# New tracker deal?



## davep (18 Apr 2011)

Just wondering if the new deal is offered by AIB. I have a tracker of 137k. Repay 1117 per month for next 11 years or so. I could afford to pay off about 40k. My existing tracker is .6 above the ECB. I feel it might be good to clear as much as I can but there are always wise advice here from those who totally understand these issues. Any feedback would be great.
Thanks
Dave


----------



## Gekko (18 Apr 2011)

I think that you'd be mad to overpay in relation to this mortgage.

You're funded at ECB + 0.6%. You can easily get a (net of DIRT) deposit rate in excess of this.

For example, BOI are currently offering a 2 year deposit product paying 3% in the first year and 6% in the second year (i.e. 4.5% over the lifetime of the product). You can withdraw the funds if needs be after one year.

If you lodged your €40,000 into the above product, your "after DIRT" take for the two years would be €2,628 [i.e. €40,000 x 2 x (4.5% x 73%)]

During the same period, you'd pay interest of €1,480 (i.e. €40,000 x 2 x 1.85%) on €40,000 of your mortgage (at a current rate of 1.85%).

The ECB rate would have to rise a hell of a lot before paying down your mortgage would make sense, and even then deposit products "beating" your mortgage rate should be available.


----------



## davep (18 Apr 2011)

Can I ask a straight question. If I paid off 40k then the mortgage would reduce by 44k. Would this not help? I have put my extra into AIB at 4.45 over one year as I told them I was offered 4.5 by Ulster bank. They said they could do 4.45 and I felt that the extra messing about was not worth the .05. So that's my situation now? Does it. Still make sence to sit tight


----------



## serotoninsid (18 Apr 2011)

@Gekko:  Is there not an additional factor right now, re. deposit risk?

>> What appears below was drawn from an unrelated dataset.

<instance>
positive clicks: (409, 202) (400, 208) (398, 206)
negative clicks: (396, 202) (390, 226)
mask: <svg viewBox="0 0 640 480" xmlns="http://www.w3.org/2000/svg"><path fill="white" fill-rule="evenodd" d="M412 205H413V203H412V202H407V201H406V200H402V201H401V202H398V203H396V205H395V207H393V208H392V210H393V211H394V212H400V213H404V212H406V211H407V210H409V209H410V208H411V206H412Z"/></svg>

Who's to say we don't wake up one morning and any irish held deposits are frozen?  Other than that uncertainty, I was of the opinion never to pay back my tracker early -and have been accumulating and tying up my hard earned savings in rolling 1 year fixed deposit accounts...although a bit uneasy about it right now..


----------



## Brendan Burgess (18 Apr 2011)

Lads

You are off topic here as AIB have no such deal. If they announce a deal, then you can do the calculations for dave

Brendan


----------